President Enrique Peña Nieto has signed into law a major overhaul of the regulations governing Mexico’s telecommunications sector that he expects to bring down telephone charges, widen Internet access and generate greater competition amongst radio and television broadcasters.

Above all, the new legislation is designed to reduce the market domination of telecoms magnate Carlos Slim and Televisa, Mexico’s principal broadcaster.

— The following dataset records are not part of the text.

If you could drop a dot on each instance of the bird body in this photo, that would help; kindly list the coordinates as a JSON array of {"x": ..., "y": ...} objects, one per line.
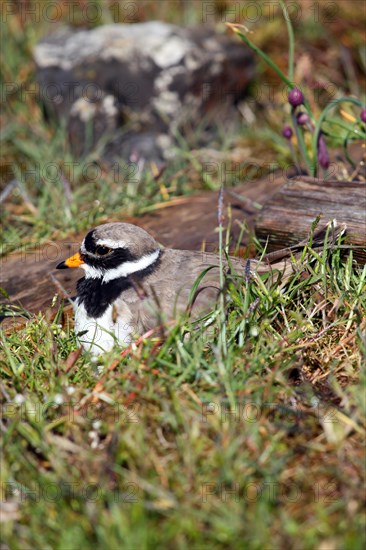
[{"x": 132, "y": 285}]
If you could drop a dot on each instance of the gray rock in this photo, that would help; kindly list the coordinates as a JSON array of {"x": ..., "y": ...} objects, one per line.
[{"x": 118, "y": 82}]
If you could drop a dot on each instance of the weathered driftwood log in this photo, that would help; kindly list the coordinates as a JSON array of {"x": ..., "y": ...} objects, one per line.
[{"x": 286, "y": 218}]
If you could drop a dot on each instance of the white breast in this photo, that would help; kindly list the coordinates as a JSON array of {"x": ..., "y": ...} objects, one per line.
[{"x": 103, "y": 333}]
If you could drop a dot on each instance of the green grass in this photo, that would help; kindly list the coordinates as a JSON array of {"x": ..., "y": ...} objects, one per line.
[
  {"x": 248, "y": 434},
  {"x": 175, "y": 446}
]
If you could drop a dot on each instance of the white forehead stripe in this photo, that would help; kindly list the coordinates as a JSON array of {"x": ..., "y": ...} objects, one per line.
[
  {"x": 123, "y": 270},
  {"x": 110, "y": 243}
]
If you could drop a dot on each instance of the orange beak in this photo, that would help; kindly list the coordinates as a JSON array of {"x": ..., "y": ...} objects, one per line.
[{"x": 73, "y": 261}]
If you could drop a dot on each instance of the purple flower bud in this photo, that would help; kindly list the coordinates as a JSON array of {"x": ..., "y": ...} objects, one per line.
[
  {"x": 323, "y": 155},
  {"x": 287, "y": 132},
  {"x": 302, "y": 118},
  {"x": 296, "y": 97}
]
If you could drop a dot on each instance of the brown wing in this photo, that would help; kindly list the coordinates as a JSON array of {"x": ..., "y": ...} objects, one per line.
[{"x": 166, "y": 293}]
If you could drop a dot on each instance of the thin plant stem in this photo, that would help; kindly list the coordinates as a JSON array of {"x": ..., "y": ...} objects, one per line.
[{"x": 291, "y": 40}]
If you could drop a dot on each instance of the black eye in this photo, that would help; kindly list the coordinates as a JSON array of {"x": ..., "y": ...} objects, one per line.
[{"x": 102, "y": 250}]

Under the new laws, all domestic long-distance phone charges from fixed lines will be eliminated from January 1, 2015.  The president said this translates into savings of 19.6 billion pesos annually that will mostly benefit families and small- and medium-sized businesses.

The new telecommunications law effectively obliges Slim’s America Movil to reduce its market share to less than 50 percent, as well as lower connection costs for competitors and share infrastructure.

America Movil controls more than 80 percent of Mexico’s fixed-line telephone market, and 70 percent of the cellphone market.

Prior to last week’s approval of the new telecoms bill, Slim announced that America Movil’s board of directors had voted to divest some of its assets to comply with the new regulations and avoid facing severe penalties.

According to the Wall Street Journal, AT&T is the frontrunner to purchase America Movil assets. Slim’s current competitors in the Mexican market – including Movistar (Telefonica), Iusacell and several smaller fixed-line firms and cable providers – are unlikely to be able to raise sufficient funds to make bids.

A spin-off for Slim, however, is that once he has sold off these assets, America Movil’s “dominance status” will be lifted, allowing his company to enter the Mexican TV market and compete with Televisa.   (America Movil does provide television services throughout Latin America but has been barred from doing so in Mexico under its government concession.) Broadcaster Televisa has a 70 percent share of the free-to-air TV market and 60 percent of the cable market.

The new telecoms legislation also calls for the setting up of more than 250,000 free Internet “hotspots” throughout the country, encompassing all schools, libraries, hospitals and public squares.  The government will also “implement the necessary measures” to bring Internet access to 70 percent of Mexican households and 85 percent of businesses.

Meanwhile, the federal government has been quick to refute accusations that the new law gives them free rein to censor the Internet and shut down telecasts whenever they choose.  Only in times of “national emergencies” can any form of intervention be legal, they say.